In the meantime, the main unit had pulled back because of the heavy artillery fire from 88 mm guns, leaving Dibble and his patrol stranded.

“We radioed and asked them to shoot smoke shells so that we could get back,” he says, “but they told us to wait until dark and come back then because they didn’t want to give away their position. But this was at 8 in the morning.”

Time was not on their side.

“We lay in the ditch, barely able to move for a few hours, and then the Germans came charging in,” Dibble recalls. “They were yelling, ‘Hands up.’ I started to raise my rifle, and I saw that one of the Germans had a cannon pointed right at my head. I just put my rifle down. They told us to undo our ammunition belts and to leave them with our rifles.”

As they headed through enemy lines, Dibble started thinking about the canteens they had left behind attached to their ammo belts.

“I asked the German sergeant if he could get our canteens; it would be nice to have them, I thought,” Dibble says. “He said, why did I want the canteens? And I said, it was a long way to Germany. He gave me a dirty look, but he did send someone back to get our canteens.”

For 21 months, Dibble was a prisoner of war in northeastern Germany near the Polish border, where he worked on a farm growing potatoes and various grains. “We worked from 7 in the morning to 7:30 at night six days a week, and Sundays we were busy most of that day with chores,” Dibble says. “The worst part was being out in the spring and the fall with the cold rains and winds. Even if we turned blue, they didn’t give us one hour off.”

Living conditions were beyond cramped. He shared a four-room cottage with 27 other POWs. And the menu for chow was limited: “We had boiled potatoes for breakfast, lunch and dinner.”

Plenty of carbs, but what about protein? “Now and then, we got a Red Cross package that would have coffee, powdered milk and a couple cans of meat,” he says.

When Russian forces started approaching Germany, Dibble says, he and the other prisoners were put on a forced march during one of the coldest winters on record. “We’d sleep in barns or sometimes in the open. We didn’t have sleeping bags or blankets, just our overcoats,” Dibble explains. “We’d bunch up together. We marched over 500 miles.”

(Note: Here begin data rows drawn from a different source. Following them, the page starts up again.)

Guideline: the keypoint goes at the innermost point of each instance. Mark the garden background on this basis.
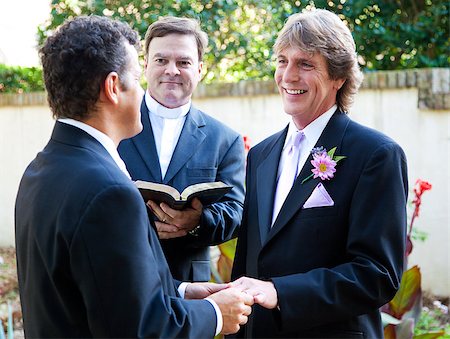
(403, 48)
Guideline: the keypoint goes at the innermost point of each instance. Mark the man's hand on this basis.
(263, 292)
(174, 223)
(202, 290)
(235, 307)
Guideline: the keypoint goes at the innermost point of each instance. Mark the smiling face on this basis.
(172, 69)
(304, 84)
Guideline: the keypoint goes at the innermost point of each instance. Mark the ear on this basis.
(200, 68)
(339, 83)
(145, 63)
(112, 87)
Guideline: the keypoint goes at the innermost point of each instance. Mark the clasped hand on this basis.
(235, 299)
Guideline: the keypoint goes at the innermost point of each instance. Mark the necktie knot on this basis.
(288, 172)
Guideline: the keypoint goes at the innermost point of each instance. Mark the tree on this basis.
(398, 34)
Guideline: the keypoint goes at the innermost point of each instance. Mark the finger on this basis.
(213, 288)
(171, 213)
(246, 310)
(157, 211)
(242, 319)
(237, 282)
(260, 298)
(196, 204)
(248, 299)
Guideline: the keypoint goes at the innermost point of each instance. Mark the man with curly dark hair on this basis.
(89, 262)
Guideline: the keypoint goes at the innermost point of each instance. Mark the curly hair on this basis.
(173, 25)
(321, 31)
(77, 58)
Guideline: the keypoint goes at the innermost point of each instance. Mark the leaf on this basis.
(228, 248)
(405, 297)
(405, 329)
(224, 266)
(388, 319)
(389, 332)
(331, 152)
(430, 335)
(338, 158)
(10, 325)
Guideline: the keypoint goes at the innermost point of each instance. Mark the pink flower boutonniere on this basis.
(324, 163)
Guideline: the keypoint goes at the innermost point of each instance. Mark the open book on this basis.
(207, 193)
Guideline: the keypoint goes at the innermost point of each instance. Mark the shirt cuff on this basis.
(182, 289)
(182, 292)
(218, 315)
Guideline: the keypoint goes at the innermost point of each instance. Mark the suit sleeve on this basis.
(220, 221)
(122, 275)
(240, 257)
(375, 248)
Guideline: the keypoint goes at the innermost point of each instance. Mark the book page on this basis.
(158, 187)
(201, 187)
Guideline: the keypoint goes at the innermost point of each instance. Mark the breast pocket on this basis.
(319, 212)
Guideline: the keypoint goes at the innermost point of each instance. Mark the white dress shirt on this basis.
(167, 124)
(311, 133)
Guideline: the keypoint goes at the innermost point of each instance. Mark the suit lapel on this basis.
(145, 144)
(191, 136)
(331, 137)
(266, 181)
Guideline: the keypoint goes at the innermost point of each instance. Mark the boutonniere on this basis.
(324, 163)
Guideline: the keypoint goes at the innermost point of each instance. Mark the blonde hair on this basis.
(321, 31)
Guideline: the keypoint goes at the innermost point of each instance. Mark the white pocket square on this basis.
(319, 198)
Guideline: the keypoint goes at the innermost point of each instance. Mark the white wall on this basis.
(423, 134)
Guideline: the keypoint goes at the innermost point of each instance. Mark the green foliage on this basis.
(389, 35)
(20, 79)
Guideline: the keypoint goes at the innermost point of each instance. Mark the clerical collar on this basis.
(164, 112)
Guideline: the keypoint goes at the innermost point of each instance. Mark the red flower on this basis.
(419, 188)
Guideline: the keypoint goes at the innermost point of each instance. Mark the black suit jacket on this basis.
(206, 151)
(333, 266)
(89, 263)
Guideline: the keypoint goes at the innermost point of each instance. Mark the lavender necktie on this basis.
(288, 173)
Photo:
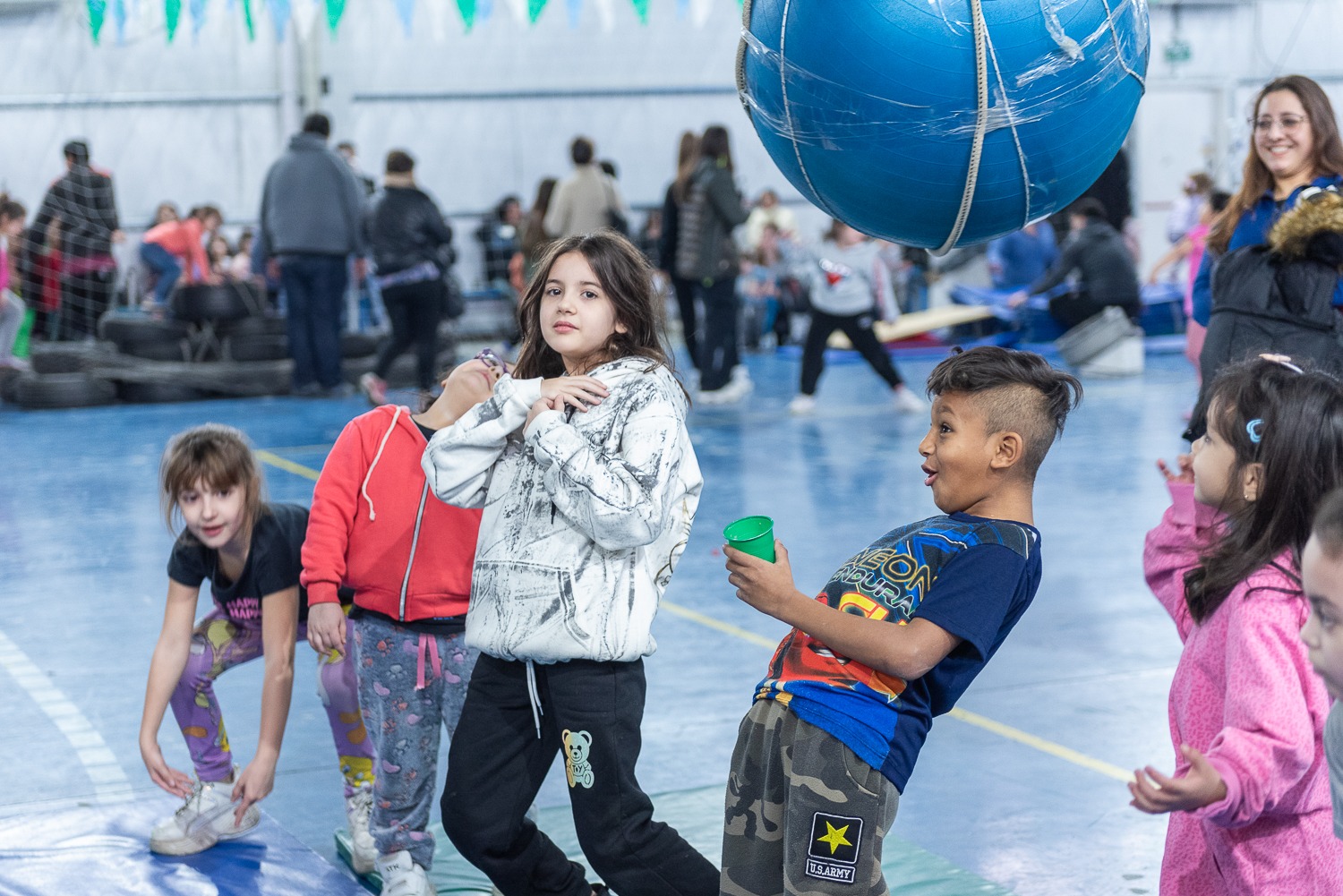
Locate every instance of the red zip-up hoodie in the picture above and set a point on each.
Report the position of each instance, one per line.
(376, 528)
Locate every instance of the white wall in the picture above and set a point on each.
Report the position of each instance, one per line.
(492, 112)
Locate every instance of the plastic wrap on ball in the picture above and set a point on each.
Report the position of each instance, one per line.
(870, 107)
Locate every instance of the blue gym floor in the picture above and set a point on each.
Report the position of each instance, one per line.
(1022, 788)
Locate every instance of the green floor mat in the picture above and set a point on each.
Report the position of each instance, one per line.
(697, 815)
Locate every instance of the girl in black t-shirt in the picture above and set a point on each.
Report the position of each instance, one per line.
(250, 552)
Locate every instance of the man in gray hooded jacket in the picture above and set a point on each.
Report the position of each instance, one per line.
(311, 212)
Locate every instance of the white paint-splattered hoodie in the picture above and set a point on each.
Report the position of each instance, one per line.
(585, 515)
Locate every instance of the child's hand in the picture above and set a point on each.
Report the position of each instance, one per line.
(254, 785)
(175, 782)
(1155, 794)
(327, 627)
(577, 391)
(1185, 474)
(766, 586)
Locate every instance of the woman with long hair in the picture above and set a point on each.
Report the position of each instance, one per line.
(687, 156)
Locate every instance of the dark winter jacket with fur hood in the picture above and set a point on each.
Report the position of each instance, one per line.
(1279, 297)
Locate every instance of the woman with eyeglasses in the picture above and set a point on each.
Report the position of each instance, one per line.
(1295, 150)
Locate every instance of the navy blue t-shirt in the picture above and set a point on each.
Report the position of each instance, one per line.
(273, 565)
(969, 576)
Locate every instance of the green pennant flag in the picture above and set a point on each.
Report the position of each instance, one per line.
(335, 10)
(97, 13)
(467, 10)
(172, 15)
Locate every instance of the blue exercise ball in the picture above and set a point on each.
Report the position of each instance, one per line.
(873, 109)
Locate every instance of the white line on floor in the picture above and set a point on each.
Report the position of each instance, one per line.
(109, 780)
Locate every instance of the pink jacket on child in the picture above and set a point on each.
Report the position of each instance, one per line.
(1246, 697)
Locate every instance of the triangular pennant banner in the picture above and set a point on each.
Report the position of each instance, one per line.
(467, 10)
(172, 15)
(335, 10)
(97, 13)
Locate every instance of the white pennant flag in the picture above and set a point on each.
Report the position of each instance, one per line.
(606, 15)
(435, 13)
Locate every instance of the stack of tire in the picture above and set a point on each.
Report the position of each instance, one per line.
(219, 343)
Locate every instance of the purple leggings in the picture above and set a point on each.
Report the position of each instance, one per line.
(219, 644)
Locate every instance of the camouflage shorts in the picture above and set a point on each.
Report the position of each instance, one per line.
(803, 813)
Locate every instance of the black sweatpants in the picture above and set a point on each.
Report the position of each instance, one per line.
(591, 711)
(414, 311)
(859, 329)
(719, 351)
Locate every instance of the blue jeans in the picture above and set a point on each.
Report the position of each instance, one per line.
(163, 263)
(314, 289)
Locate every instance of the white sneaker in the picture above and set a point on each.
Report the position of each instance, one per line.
(206, 818)
(363, 852)
(907, 402)
(403, 877)
(802, 405)
(373, 387)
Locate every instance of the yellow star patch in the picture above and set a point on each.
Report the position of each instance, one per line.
(834, 837)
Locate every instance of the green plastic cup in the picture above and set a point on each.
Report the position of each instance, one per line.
(752, 535)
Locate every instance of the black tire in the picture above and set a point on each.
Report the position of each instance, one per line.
(231, 300)
(158, 392)
(359, 344)
(67, 357)
(8, 384)
(37, 391)
(150, 351)
(252, 327)
(123, 329)
(255, 348)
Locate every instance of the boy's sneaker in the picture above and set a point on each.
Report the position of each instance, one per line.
(907, 402)
(373, 387)
(206, 818)
(402, 876)
(802, 405)
(363, 852)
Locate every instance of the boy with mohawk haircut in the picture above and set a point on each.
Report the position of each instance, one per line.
(838, 721)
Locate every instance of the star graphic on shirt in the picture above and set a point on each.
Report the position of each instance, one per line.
(834, 837)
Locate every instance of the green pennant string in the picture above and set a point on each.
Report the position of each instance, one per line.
(97, 13)
(467, 10)
(335, 10)
(172, 13)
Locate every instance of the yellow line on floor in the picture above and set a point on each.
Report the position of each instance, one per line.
(289, 466)
(1058, 751)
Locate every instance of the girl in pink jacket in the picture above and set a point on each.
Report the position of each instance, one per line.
(1249, 799)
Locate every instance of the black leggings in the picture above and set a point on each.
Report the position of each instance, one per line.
(859, 329)
(591, 715)
(414, 311)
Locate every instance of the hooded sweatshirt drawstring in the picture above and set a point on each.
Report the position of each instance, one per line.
(363, 490)
(535, 697)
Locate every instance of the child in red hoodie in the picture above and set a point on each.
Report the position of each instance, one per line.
(375, 527)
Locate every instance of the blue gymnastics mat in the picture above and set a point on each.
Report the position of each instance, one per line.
(697, 815)
(105, 850)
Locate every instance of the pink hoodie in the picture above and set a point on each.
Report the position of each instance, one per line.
(1245, 695)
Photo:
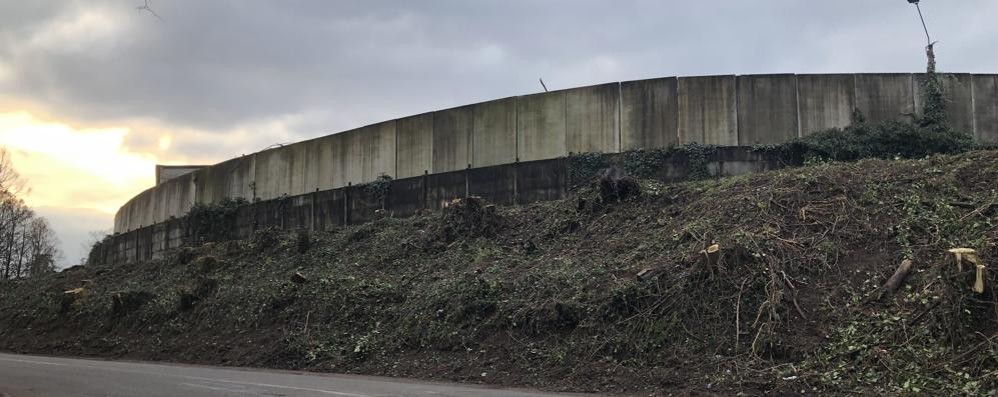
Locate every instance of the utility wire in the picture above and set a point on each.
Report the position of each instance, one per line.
(927, 39)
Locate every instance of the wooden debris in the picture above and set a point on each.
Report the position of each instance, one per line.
(969, 255)
(712, 255)
(979, 282)
(963, 253)
(897, 279)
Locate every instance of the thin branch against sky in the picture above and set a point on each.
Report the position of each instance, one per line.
(145, 7)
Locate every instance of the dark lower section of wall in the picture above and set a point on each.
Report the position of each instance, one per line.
(509, 184)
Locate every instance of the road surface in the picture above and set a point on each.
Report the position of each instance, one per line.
(32, 376)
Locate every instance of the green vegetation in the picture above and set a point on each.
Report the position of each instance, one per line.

Despite the hardship, he says, he and his fellow POWs were blessed. Other prisoners ended up killed by friendly fire from U.S. fighter planes.

“But we stayed in line in our column. We didn’t run, and that let the pilots know we were prisoners. They’d tipped their wings at us,” Dibble says. “The ones that ran in other columns, the pilots figured they were Germans.”

On April 11, 1945, he says, the 9th Army liberated him and his buddies. About being a free man, Dibble says, “It felt wonderful,” and the C rations they were given tasted delicious. “We were put on airplanes and taken to Camp Lucky Strike on the coast of France.”

By May 1945, he was back in the United States, but his service was not over. “I was sent to Oklahoma to be retrained for the invasion of Japan,” he says. “Thank goodness that did not happen.”

On Nov. 3, 1945, he was back home and living with his mom in their first-floor apartment at 204 Forest Ave.

He returned to the hardware store but later secured a job as a mechanic with the Postal Service, retiring in 1983. In 1950, he married Loretta Ward, and they raised two children, Bill Jr. and Donna.

“My wife died in 2003, but my two children visit me all the time,” he says. “They are wonderful to me.”